Sex sells. And longer, more explicit amounts of sex sells just as well. No one knows this more right now than controversial director Lars von Trier. But though his sex epic (forgive us, Indiewire, for stealing your accurate wording) Nymphomaniac is due to debut in Copenhagen on Christmas Day in all its hardcore glory, one and a half hours have been cut from von Trier’s original piece.
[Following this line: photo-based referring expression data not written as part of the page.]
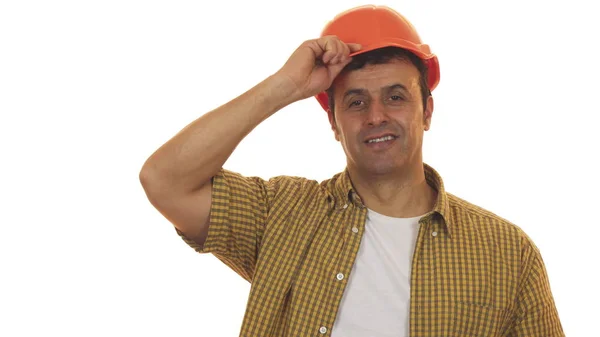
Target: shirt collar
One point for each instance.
(344, 193)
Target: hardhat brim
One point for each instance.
(422, 51)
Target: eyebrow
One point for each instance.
(386, 88)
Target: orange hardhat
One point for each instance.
(375, 27)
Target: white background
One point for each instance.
(89, 89)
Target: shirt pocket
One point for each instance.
(472, 320)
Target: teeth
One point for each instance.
(382, 139)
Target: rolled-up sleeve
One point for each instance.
(537, 312)
(238, 214)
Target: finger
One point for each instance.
(329, 47)
(345, 52)
(354, 47)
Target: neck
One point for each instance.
(402, 194)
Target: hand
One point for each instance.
(314, 65)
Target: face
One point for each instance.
(380, 118)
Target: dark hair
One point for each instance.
(382, 56)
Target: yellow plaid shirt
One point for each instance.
(473, 273)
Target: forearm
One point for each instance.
(194, 155)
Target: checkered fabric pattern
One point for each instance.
(473, 273)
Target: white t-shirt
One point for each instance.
(376, 301)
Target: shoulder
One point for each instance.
(285, 184)
(469, 217)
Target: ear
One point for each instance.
(333, 124)
(428, 113)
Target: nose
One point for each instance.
(376, 115)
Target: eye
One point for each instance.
(355, 103)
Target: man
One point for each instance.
(380, 249)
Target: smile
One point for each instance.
(381, 139)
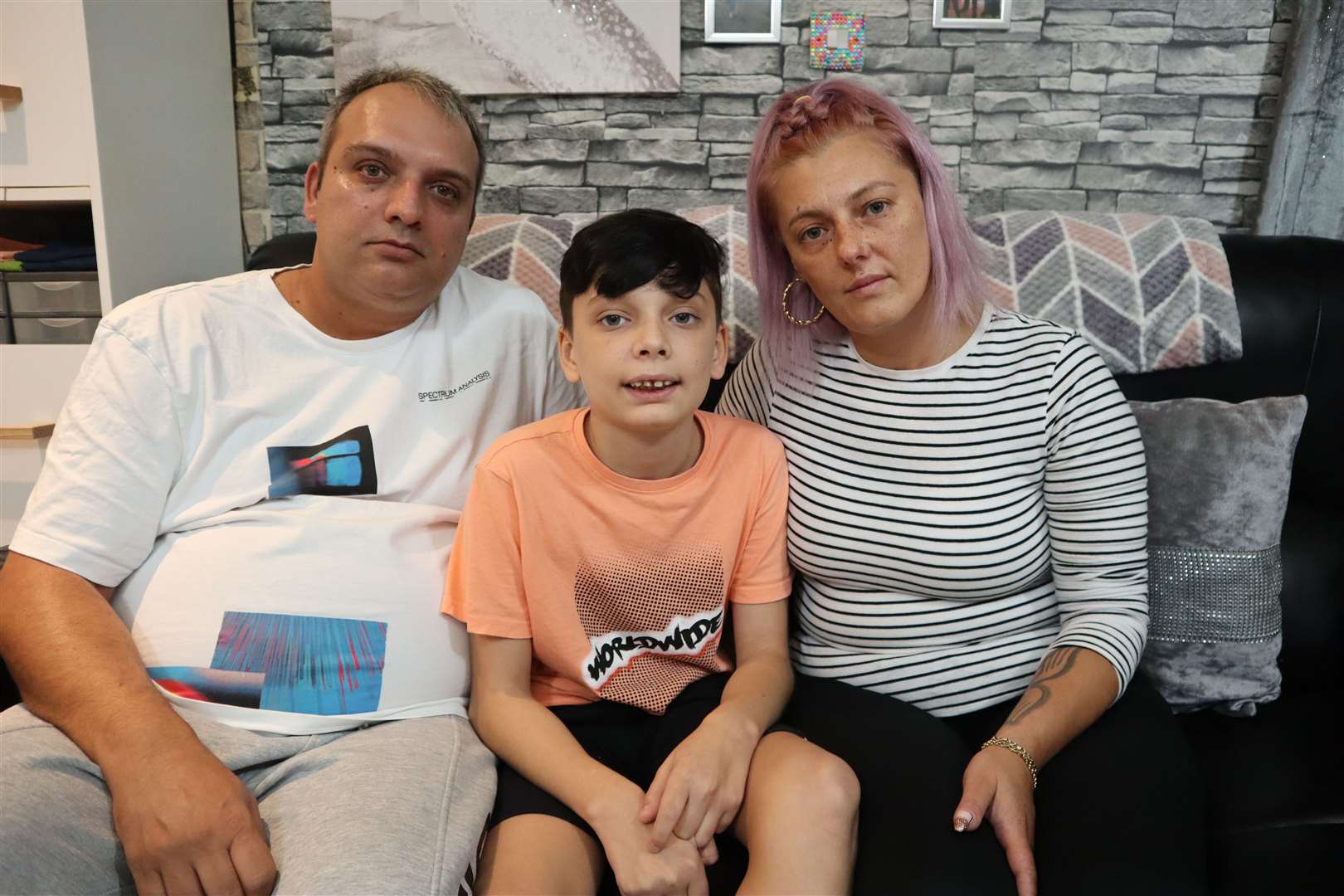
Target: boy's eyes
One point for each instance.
(613, 320)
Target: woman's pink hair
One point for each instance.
(801, 123)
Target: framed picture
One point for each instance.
(743, 21)
(972, 14)
(491, 49)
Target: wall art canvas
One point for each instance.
(972, 14)
(836, 42)
(488, 47)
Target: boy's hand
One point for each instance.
(699, 787)
(639, 872)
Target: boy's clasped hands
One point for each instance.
(660, 841)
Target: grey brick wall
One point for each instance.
(1108, 105)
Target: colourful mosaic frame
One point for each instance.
(832, 58)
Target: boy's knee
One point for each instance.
(823, 785)
(835, 786)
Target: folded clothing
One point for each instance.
(80, 262)
(17, 245)
(56, 253)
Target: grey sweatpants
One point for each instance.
(392, 807)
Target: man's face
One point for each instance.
(394, 203)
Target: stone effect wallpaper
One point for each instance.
(1107, 105)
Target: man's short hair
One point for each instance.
(629, 249)
(435, 90)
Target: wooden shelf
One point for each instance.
(30, 433)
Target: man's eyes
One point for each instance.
(377, 171)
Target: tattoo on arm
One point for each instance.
(1055, 665)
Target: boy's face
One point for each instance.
(645, 358)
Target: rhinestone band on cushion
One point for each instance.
(1196, 594)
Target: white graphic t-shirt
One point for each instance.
(277, 505)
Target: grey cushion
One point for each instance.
(1218, 479)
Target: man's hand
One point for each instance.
(997, 786)
(188, 825)
(699, 787)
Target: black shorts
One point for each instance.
(626, 739)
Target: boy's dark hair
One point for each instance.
(629, 249)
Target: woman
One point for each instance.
(968, 519)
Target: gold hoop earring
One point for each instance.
(784, 303)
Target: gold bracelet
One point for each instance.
(1018, 748)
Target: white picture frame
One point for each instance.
(980, 14)
(743, 21)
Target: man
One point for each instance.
(222, 603)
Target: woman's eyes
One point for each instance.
(816, 231)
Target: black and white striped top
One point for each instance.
(952, 524)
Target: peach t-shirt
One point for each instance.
(620, 583)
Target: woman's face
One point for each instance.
(852, 221)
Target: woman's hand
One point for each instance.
(699, 787)
(997, 786)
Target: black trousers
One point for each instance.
(1120, 811)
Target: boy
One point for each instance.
(596, 559)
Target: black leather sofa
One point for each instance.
(1274, 781)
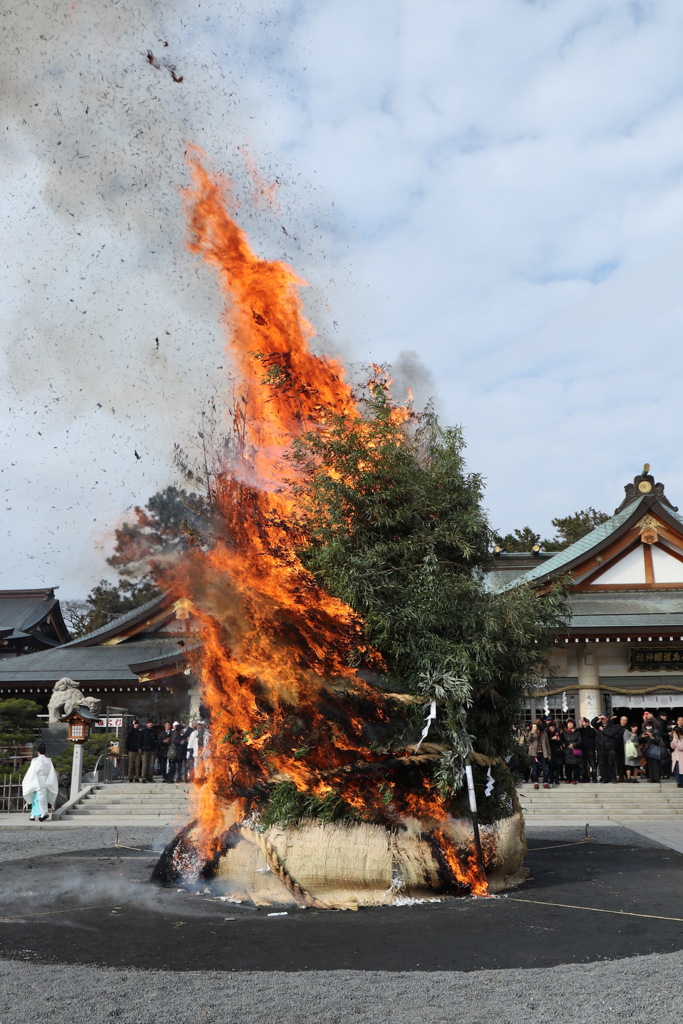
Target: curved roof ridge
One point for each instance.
(582, 546)
(126, 620)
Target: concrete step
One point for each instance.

“The short version is against Lars’ own will, but he accepts it because he understands market mechanisms,” said Von Trier’s long-term producing partner Peter Aalbaek Jensen in the Danish film magazine, Filmmagasinet Ekko (as translated by The Hollywood Reporter). “You cannot make a film for more than 60 million kroners (about $11 million or £6.9 million) that is so lengthy. Five and a half hours is so extreme that it reduces market value so radically that investors would have felt they had bought a pig in a poke.”
In a later interview with AlloCine, he said that von Trier would be at liberty to determine what he would do with his extended material, as “after that (the producer’s cut), it belongs entirely to Lars Von Trier to show his personal version, why not in a large festival or in a DVD or Blu-ray Collector’s Edition?”
He added that “It does exist, a version that’s 5 1/2 hours long, and it contains deeply explicit scenes, but it’s not yet finished and cannot be projected in normal conditions. Moreover, nobody in our camp has seen it.”
So as for now, it appears the only version of Nymphomaniac that you’ll be seeing in the cinemas is the four-hour cut. But who knows what will happen? There’s every possibility of von Trier dropping his extended piece on us in all its bare glory at some point in the future.
And yes, that pun was fully intended.